Publication year - 2008
Publication title -
parasite immunology
Language(s) - English
Resource type - Journals
SCImago Journal Rank - 0.795
H-Index - 75
eISSN - 1365-3024
pISSN - 0141-9838
DOI - 10.1111/j.1365-3024.2008.01033.x
Subject(s) - biology , immune system , plasmodium vivax , immunology , antigen , recombinant dna , malaria , peripheral blood mononuclear cell , virology , malaria vaccine , plasmodium falciparum , in vitro , gene , biochemistry
SUMMARY Plasmodium vivax , the most widespread species of human malaria parasite responsible for 70–80 million cases each year requires a vaccine.
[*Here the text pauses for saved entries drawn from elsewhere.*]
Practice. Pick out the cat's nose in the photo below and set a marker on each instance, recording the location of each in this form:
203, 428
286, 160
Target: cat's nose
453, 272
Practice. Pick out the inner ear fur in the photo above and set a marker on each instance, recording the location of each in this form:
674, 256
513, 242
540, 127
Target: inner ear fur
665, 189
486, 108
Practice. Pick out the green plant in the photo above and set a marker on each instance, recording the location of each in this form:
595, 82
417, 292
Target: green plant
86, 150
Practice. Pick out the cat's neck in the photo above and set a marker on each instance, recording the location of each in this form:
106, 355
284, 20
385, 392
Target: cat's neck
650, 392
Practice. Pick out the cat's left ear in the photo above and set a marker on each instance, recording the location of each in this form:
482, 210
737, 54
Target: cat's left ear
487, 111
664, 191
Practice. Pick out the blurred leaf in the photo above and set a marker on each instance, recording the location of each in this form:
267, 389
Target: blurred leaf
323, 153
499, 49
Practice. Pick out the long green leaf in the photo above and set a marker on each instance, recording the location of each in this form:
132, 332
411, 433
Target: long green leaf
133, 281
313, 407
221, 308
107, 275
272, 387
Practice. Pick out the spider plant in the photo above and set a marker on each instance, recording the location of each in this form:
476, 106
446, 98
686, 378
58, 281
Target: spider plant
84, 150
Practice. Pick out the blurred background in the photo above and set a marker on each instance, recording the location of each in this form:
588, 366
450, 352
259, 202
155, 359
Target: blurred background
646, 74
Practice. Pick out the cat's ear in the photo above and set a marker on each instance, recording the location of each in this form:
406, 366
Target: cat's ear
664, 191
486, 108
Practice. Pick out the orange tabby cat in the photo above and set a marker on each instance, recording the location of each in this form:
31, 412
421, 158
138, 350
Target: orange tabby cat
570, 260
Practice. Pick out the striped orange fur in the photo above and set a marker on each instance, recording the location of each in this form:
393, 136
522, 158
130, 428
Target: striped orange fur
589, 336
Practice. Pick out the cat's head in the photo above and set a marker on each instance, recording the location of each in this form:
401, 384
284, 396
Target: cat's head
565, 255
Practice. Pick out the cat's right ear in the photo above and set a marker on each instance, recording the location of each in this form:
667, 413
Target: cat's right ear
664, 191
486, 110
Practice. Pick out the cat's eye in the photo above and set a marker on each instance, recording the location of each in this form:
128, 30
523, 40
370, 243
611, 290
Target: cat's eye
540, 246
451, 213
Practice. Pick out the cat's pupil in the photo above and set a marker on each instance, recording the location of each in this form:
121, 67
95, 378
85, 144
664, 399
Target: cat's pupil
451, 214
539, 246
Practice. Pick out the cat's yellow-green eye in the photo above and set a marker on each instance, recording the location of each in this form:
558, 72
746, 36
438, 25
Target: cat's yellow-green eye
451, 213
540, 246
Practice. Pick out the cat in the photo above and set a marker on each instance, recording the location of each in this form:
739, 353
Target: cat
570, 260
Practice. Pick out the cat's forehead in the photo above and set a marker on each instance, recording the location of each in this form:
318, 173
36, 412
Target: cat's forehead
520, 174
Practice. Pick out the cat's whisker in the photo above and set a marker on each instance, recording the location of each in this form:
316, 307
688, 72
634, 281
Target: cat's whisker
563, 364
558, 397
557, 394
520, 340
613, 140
In recent years, many potential vaccine candidate antigens have been identified from P. vivax including PvTRAg. We describe here cellular immune response to recombinant PvTRAg expressed in Escherichia coli . The in vitro stimulation of PBMCs derived from P. vivax ‐exposed individuals ( n = 16) showed strong proliferative response (SI > 2·2) to PvTRAg as compared to PBMCs from normal healthy controls ( n = 8). Although both Th1 (IFN‐γ, TNF‐α and IL‐12) and Th2 (IL‐4 and IL‐10) cytokines were secreted by the PBMCs of the P. vivax ‐exposed individuals in response to PvTRAg, the overall response was more inclined towards Th2. In conclusion, recombinant PvTRAg was found to elicit strong cellular immune response among the P. vivax ‐exposed individuals.